Meat Loaf and I got back in his car, and he asked, “What was that guy’s deal?”

In that moment, I also saw what I’ve always loved about hardcore geeks, and why so many of my closest friends in high school were the teenage versions of these co-workers.

Hardcore geeks might be skeptical when they first meet someone who looks like me, but when they see that I read the same books they do, share a quirky and intelligent (if unusual) sense of humor, and speak at least a dialect of their language, that becomes who they see. Not the appearance of the pregnant suburban soccer mom, or in high school, the preppie upper-middle class girl.

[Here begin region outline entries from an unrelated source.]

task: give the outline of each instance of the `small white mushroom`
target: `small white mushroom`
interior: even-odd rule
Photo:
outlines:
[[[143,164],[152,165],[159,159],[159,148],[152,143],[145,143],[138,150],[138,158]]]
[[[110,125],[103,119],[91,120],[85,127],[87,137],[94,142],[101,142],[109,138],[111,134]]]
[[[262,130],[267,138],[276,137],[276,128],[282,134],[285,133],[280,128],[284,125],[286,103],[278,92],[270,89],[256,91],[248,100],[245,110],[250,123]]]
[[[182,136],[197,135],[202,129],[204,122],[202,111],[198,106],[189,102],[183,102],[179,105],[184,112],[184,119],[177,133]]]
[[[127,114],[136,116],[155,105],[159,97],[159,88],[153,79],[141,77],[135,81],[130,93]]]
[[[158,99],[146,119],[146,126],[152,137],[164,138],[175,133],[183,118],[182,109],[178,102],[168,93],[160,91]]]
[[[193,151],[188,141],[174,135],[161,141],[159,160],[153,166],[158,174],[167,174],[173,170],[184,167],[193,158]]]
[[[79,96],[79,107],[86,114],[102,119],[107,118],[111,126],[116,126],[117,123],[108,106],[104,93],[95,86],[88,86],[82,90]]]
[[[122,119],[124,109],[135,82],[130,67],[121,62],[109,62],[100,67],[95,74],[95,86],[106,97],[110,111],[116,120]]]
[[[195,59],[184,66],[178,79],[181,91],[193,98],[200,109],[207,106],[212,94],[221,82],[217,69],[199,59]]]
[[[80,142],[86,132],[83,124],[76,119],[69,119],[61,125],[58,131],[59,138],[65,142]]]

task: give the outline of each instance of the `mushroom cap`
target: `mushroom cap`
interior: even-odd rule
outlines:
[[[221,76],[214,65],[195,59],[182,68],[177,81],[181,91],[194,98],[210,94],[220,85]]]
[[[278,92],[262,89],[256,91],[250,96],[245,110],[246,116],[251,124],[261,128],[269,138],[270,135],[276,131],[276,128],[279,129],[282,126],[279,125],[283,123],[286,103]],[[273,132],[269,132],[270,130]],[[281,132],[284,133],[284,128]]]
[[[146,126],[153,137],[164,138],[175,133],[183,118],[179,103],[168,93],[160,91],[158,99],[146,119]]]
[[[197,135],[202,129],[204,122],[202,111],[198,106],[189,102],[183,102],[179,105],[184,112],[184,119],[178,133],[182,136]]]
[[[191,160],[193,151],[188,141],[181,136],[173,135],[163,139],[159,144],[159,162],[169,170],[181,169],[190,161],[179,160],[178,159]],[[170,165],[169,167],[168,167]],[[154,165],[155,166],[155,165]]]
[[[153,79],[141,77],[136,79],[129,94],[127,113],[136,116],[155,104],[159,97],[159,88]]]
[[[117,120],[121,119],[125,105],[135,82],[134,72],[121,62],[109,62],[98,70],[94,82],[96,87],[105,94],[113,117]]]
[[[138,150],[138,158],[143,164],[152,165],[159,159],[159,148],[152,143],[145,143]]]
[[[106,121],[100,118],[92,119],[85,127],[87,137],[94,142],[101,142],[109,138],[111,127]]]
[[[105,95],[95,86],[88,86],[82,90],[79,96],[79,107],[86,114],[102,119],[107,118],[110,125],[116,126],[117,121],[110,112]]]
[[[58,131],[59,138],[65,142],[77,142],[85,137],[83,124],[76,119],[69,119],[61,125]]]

In high school, I refused to see anything odd in the way it looked when I ran around, usually alone with group of scruffy guys in army surplus or leather jackets. God forbid that you should have described me as preppie. My head would have exploded, and I’d probably ripped yours off in the process. Ignore the fact that I was wearing a turtleneck or button-down and a nice wool sweater approximately 75% of weather appropriate days. Or one of my mom’s suits on debate meet days.

What’s nice is to have the perspective, now, that I can no more change my ordinary and comfortable way of presenting myself than I can change my quirky sense of humor, intelligence, or enjoyment of science fiction/fantasy reading material.